I think among the non-professions, there are two of which you can say that they are, as it were, infected or tainted by professionalism. The first, which I shall not enlarge upon, happens to be a trade that I have been interested in for many decades, the wine trade, which began as a trade intended to please-and I must use a politically incorrect word-to please gentlemen. The other trade, or perhaps a conglomeration of trades, is the book business-book publishing, book writing of course, book selling, book distribution.

Seventy-one years ago, I got a job with a small, struggling firm known as Simon & Schuster. I understand they are still active. Max and Dick, in the histories of book publishing, are thought of as having inaugurated new methods of promoting, advertising, and selling, and that is true. But people forget that it was Max and Dick, really, who helped editors like myself to select the best books we could possibly get. They published a great many books of ordinary quality. So I learned from Max and Dick, and Alfred [Knopf], what being a professional book publisher is. Now, back of the desire of the best publishers to publish the best books lies something even deeper, and something perhaps now as concrete, and that is a love for the English language. Book publishing, book selling, book distribution, book advertising-all the trades connected with the whole business of books-all these depend upon the resources of the English language, the resources which enable it to produce intricate forms such as the novel, the poem, the biography, which tells us something of the truth of the human condition. I have known many publishers and writers in my time, and the ones whom I respect most are the ones who have the most professional sense of their responsibility to do something more than merely sell books.

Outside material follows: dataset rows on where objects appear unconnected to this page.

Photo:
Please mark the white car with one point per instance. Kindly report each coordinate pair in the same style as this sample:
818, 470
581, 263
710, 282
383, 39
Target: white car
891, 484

In my opinion, the National Book Foundation consists of men and women who represent those in the publishing trade who are most conscious of that responsibility, of that sense of the “professional.” And I think that the annual awards programs they present are symbols or emblems of their faith in good books and in the resources of our magnificent tongue. Each year, what they are doing here is not merely bringing together a group of like-minded friends to enjoy a good dinner and to give awards to three very distinguished writers.

What they are really doing, I believe, is making a statement about the English language, which at the moment is being subjected to so much-what shall I say-tainting, infection, whatever it may be. The time has come for us, it seems to me, to defend our English tongue, and the work of the National Book Foundation is important in doing so.

So these annual awards are a statement of faith. And I take great pleasure in being selected as a small part of that statement, a transient part, an ephemeral part, but nevertheless a part. And I must also add that I thank you for your patience in listening to these halting and inadequate words.